For the rest of the day we worked on upgrading nodejs to the latest version.
In the morning we continued upgrading nodejs, until we could verify that the only remaining older versions deployed in our infrastructure were never vulnerable to the bug. This post by Strongloop is a great resource for determining if your version of nodejs is effected.
This afternoon we had our SSL certificate reissued from our certificate authority. We carefully deployed it to production and asked for our old certificate to be revoked. We then distributed the new cert to our CDN.
An unintended consequence was that our old certificate was revoked before our CDN could deploy the new one, and for a short amount of time in the evening some users could not log in via the website.
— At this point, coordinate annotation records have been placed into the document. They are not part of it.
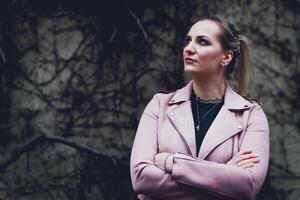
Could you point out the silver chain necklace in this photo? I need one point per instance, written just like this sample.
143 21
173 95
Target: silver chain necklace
198 116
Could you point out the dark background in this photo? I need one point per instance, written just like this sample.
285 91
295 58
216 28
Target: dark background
76 75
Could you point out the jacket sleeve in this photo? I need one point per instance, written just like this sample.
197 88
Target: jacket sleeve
228 180
146 177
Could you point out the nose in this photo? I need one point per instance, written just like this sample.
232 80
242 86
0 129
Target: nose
189 48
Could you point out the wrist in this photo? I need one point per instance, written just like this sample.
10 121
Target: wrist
168 165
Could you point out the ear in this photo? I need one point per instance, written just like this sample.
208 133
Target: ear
227 57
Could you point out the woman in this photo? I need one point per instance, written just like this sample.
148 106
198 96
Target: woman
204 141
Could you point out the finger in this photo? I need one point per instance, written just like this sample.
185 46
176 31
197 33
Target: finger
240 153
247 166
245 162
245 157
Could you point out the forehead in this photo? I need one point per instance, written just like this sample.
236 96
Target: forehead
205 28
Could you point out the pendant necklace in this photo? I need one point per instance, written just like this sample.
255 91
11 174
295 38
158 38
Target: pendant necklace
198 116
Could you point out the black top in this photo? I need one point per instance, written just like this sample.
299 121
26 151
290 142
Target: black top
207 112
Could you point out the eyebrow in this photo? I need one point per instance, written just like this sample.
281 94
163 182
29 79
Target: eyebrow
199 37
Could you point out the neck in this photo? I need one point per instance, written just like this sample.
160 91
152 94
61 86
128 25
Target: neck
209 89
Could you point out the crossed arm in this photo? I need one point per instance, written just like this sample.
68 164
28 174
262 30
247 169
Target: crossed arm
169 176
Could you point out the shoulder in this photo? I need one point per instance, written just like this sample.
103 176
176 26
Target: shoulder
253 100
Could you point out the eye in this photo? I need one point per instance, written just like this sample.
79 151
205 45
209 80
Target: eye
186 41
203 42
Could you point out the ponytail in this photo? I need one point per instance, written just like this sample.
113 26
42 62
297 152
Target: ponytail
241 74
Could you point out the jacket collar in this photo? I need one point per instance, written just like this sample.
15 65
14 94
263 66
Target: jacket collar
232 100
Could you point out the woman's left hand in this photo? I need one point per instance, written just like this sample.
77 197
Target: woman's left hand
164 161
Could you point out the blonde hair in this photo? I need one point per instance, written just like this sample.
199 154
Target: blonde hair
238 70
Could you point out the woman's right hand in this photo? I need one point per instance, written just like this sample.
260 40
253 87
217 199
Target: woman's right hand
244 159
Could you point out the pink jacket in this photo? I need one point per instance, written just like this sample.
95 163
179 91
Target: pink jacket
167 126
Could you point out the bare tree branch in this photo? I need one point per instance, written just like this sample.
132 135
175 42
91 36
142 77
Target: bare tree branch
41 139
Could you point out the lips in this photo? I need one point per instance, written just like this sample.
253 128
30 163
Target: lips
189 60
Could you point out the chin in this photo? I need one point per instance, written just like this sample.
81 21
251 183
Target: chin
190 69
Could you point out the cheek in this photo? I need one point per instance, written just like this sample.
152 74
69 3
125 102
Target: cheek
209 54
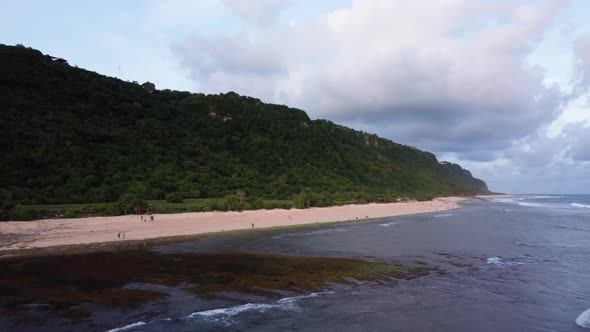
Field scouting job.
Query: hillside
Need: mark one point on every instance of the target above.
(74, 136)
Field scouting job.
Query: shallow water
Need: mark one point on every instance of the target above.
(507, 264)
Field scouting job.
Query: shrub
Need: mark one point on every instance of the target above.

We were able to fairly quickly switch our site to serve necessary assets using our own infrastructure, until our CDN could roll out the new certificate.
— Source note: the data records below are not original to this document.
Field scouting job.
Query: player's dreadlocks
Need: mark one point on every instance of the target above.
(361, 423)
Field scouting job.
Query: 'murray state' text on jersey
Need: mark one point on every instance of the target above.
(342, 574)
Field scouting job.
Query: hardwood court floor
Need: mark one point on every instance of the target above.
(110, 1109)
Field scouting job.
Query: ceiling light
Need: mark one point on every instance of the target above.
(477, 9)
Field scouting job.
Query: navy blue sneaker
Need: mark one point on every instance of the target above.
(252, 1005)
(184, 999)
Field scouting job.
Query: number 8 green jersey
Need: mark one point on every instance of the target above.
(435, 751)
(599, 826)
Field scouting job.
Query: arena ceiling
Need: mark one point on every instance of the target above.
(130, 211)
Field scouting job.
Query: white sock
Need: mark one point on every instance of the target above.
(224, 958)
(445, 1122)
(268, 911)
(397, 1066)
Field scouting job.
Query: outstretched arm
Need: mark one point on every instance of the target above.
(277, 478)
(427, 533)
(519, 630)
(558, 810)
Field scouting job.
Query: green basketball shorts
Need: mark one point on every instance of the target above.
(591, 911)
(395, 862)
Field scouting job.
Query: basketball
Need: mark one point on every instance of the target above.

This process was delayed by the fact that only one person had access to our account with the certificate authority. In our list of things to do, we did not properly prioritize this nor escalate it loudly enough within the team. In retrospect we should have reissued a new cert on Tuesday, then orchestrated the roll-out in any number of different ways. Lack of sleep and massive security holes make Eric something something...
As an addendum to this issue, there are several things that we've either changed or that we're going to change:
- find more security lists alerting these sort of problems, and subscribe
- change all passwords we use to connect to other services
- roll all keys used to connect to other services
- hire a security consultant to review our current state and recommend necessary changes
- document our learnings in project README files, blog posts and our internal wiki
- more people in the engineering department will have access to or know how to gain access to our certificate authority
Personally, a habit I promise to adopt is to drop whatever I'm doing and investigate on the spot whenever I hear a co-worker talk about any new security vulnerability.
We are fortunate in that at this time Wanelo does not store (nor even pass-through) any truly sensitive personal data. We take the security of our users extremely seriously, however, and want to ensure that if there does come a time when sensitive data passes through our servers we are in a position to do so with clear conscience.